Microsoft responded with a standard statement: “We have a customer commitment to investigate reported security issues and update impacted devices to protect customers as soon as possible.” The company has not issued a CVE identifier for YellowKey or provided estimated remediation timelines.

What to watch

Microsoft’s response velocity will determine whether YellowKey becomes a widely exploited attack vector or a contained incident. If an out-of-band security update does not arrive before June Patch Tuesday (10 June), enterprises will face a 29-day exposure window from initial disclosure — sufficient time for nation-state APT groups to weaponise the exploit for targeted operations.

Cyber insurance underwriters are likely to scrutinise BitLocker-dependent security architectures in policy renewals, particularly for organisations with high-value data or regulatory obligations.
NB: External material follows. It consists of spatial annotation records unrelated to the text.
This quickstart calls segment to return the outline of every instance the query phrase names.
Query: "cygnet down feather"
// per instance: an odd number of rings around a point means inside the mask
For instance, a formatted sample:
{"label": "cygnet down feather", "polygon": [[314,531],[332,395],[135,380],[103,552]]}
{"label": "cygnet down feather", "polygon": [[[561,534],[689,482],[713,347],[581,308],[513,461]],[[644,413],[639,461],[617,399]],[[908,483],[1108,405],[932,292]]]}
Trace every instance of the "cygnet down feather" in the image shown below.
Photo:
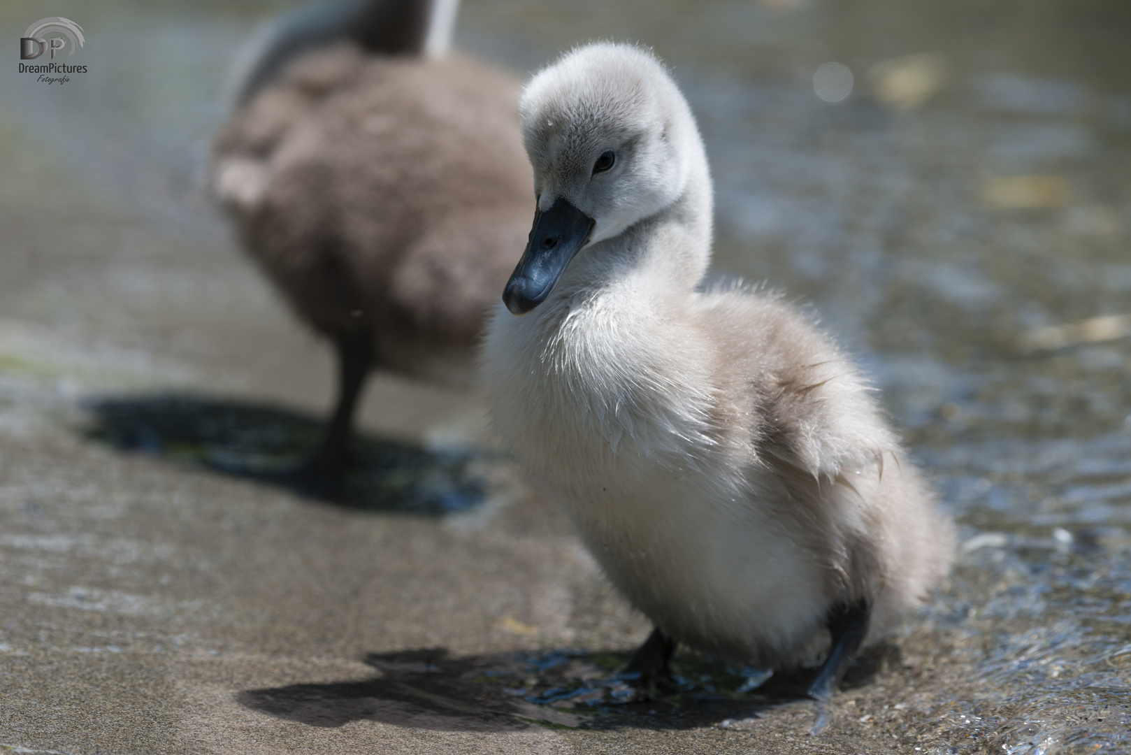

Expect premium adjustments and coverage exclusions for physical access scenarios if Microsoft’s patch timeline extends beyond two weeks.

Monitor MSRC advisories and the researcher’s GitHub activity for additional disclosures. The promised June “surprise” suggests more critical vulnerabilities await public release, potentially targeting other core Windows security subsystems. Organisations should inventory hardware with physical access risk profiles and evaluate alternative full-disk encryption solutions — particularly for mobile devices and field-deployed systems where BitLocker represents the sole data protection layer.